Lean cleverly avoids making it clear whether Madeleine deliberately poisons him or if some manner of accident occurs with arsenic in the kitchen. He does this without ever stepping away from her point of view so it's possible for the viewer to watch the film with either interpretation. Andre Morell appears as her defence council and makes plenty of very stirring and reasonable arguments as to why it couldn't be her. If she didn't want the letters found, surely she wouldn't have killed him without retrieving them--the timeline of her purchase of arsenic and his poisoning don't match up--the autopsy revealed the arsenic wasn't of the particular kind Madeleine was on record as purchasing for, she says, cosmetic use, believing arsenic to be good for her skin. But on the other hand, if she didn't kill him, who did?

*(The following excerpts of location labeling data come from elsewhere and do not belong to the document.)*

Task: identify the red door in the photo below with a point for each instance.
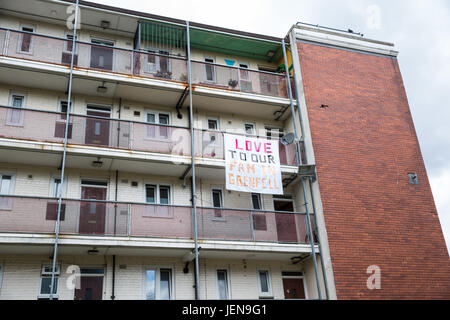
(92, 214)
(97, 130)
(293, 288)
(286, 226)
(91, 288)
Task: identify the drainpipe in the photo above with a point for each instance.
(115, 204)
(69, 97)
(113, 278)
(322, 263)
(193, 189)
(311, 238)
(294, 119)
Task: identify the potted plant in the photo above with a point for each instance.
(232, 83)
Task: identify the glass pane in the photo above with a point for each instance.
(212, 124)
(164, 286)
(97, 128)
(256, 200)
(150, 284)
(5, 183)
(217, 198)
(45, 285)
(17, 102)
(222, 284)
(249, 128)
(150, 194)
(164, 119)
(264, 280)
(151, 118)
(164, 195)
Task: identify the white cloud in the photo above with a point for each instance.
(440, 185)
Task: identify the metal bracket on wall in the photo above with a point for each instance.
(180, 102)
(307, 170)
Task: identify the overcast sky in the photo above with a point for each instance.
(420, 30)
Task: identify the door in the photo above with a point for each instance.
(277, 134)
(286, 226)
(102, 55)
(92, 214)
(293, 288)
(97, 129)
(91, 288)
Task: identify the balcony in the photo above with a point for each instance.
(139, 65)
(100, 132)
(96, 218)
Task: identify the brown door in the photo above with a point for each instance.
(92, 214)
(102, 56)
(286, 226)
(97, 130)
(293, 288)
(91, 288)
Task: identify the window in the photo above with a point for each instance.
(222, 285)
(160, 129)
(69, 43)
(15, 115)
(158, 284)
(217, 202)
(244, 74)
(158, 62)
(264, 283)
(26, 39)
(213, 124)
(46, 279)
(217, 198)
(5, 184)
(256, 201)
(157, 194)
(210, 70)
(249, 128)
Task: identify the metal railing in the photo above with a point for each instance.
(49, 49)
(26, 214)
(49, 126)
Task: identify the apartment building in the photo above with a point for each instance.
(133, 111)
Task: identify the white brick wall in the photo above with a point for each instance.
(21, 276)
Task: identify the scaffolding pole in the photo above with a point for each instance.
(299, 162)
(69, 96)
(193, 188)
(294, 119)
(322, 262)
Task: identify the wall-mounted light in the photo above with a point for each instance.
(93, 251)
(97, 163)
(102, 88)
(270, 53)
(105, 24)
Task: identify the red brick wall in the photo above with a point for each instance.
(365, 145)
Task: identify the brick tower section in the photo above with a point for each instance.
(365, 146)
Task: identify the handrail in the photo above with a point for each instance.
(147, 204)
(141, 51)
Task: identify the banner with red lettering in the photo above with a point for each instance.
(252, 165)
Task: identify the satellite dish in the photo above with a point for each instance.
(287, 139)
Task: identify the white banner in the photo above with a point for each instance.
(252, 165)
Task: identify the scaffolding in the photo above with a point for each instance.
(180, 39)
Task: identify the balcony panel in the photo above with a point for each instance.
(16, 123)
(138, 64)
(19, 214)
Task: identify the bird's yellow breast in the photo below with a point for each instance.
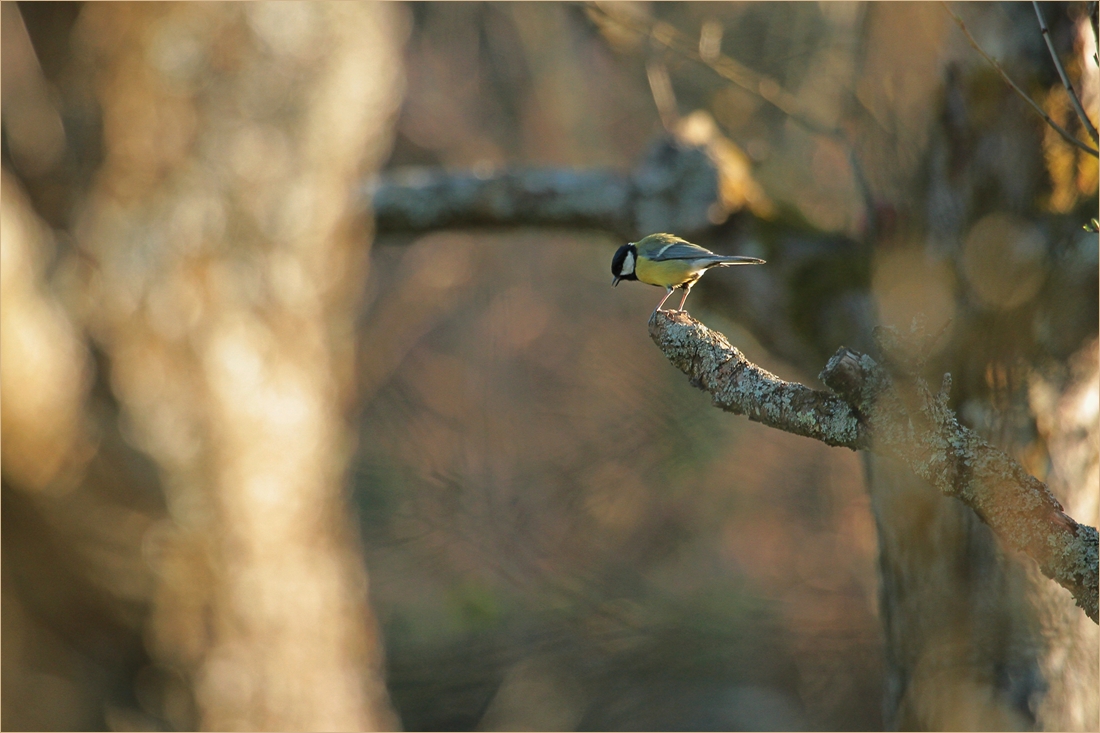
(670, 273)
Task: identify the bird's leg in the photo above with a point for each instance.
(663, 299)
(684, 298)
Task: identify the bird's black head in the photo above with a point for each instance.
(623, 263)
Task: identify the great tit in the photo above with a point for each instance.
(669, 262)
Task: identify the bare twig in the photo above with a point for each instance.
(1062, 73)
(901, 419)
(756, 84)
(1062, 131)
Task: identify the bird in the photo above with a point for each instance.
(669, 262)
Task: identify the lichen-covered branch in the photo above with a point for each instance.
(901, 418)
(674, 188)
(739, 386)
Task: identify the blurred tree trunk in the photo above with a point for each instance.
(228, 258)
(975, 226)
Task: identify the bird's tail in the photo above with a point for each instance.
(726, 262)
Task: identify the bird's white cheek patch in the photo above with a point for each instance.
(628, 264)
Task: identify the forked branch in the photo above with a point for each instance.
(897, 416)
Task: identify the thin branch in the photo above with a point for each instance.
(1070, 139)
(901, 419)
(1062, 73)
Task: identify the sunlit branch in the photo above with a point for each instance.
(1062, 131)
(1062, 73)
(902, 419)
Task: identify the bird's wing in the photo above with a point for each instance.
(682, 251)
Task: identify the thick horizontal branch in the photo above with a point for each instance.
(675, 187)
(419, 199)
(901, 419)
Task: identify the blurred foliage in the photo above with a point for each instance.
(560, 532)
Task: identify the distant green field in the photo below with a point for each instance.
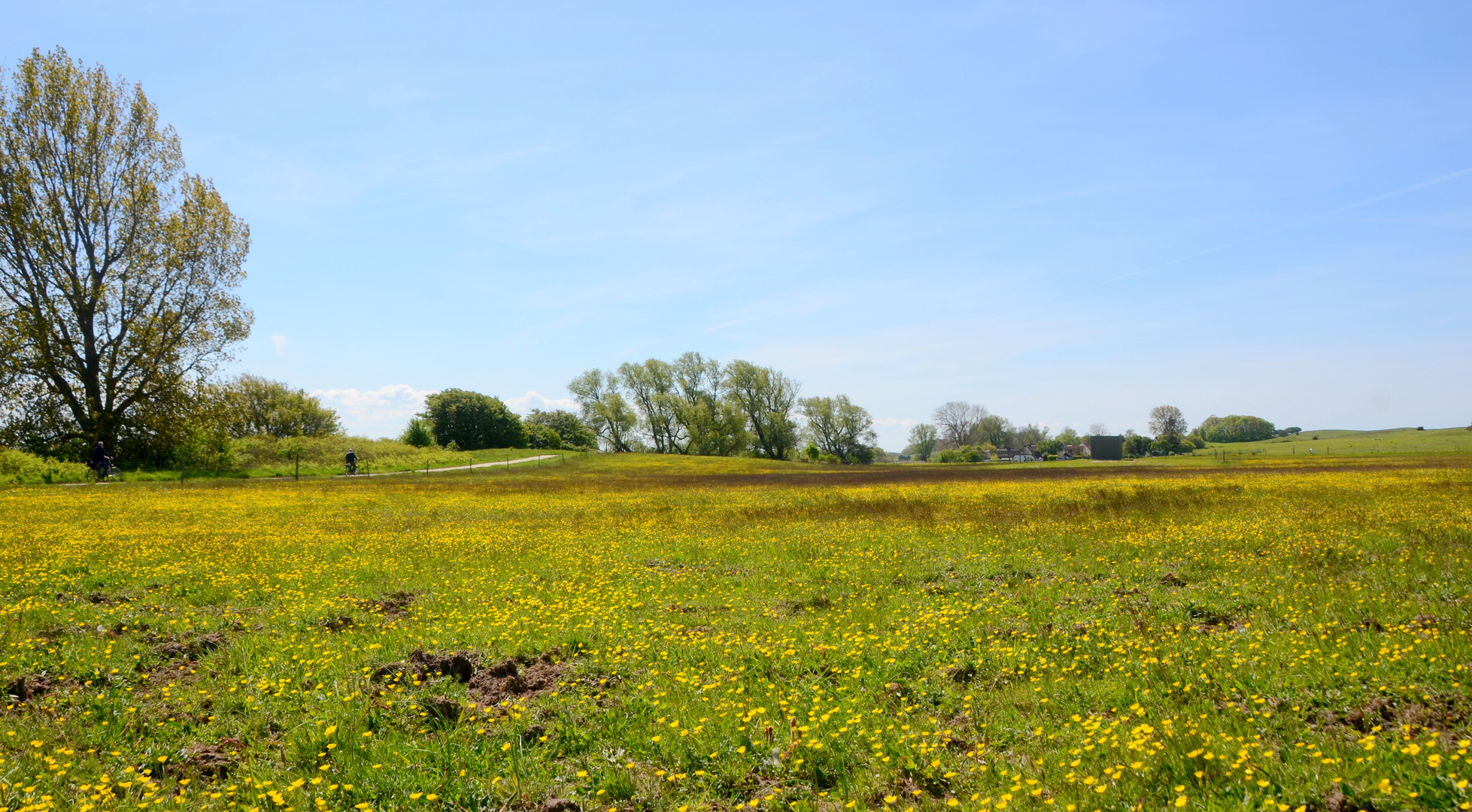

But the film appropriately fixates more on the relationships that put Madeleine in this position. Murder obviously wasn't a useful solution but she was clearly in a bad, unfair situation. One might ask if the solution would be for a society to be more open about casual sex or if it would be healthier for people to be allowed to carry on private dalliances without fearing risk of exposure. Madeleine is available on The Criterion Channel.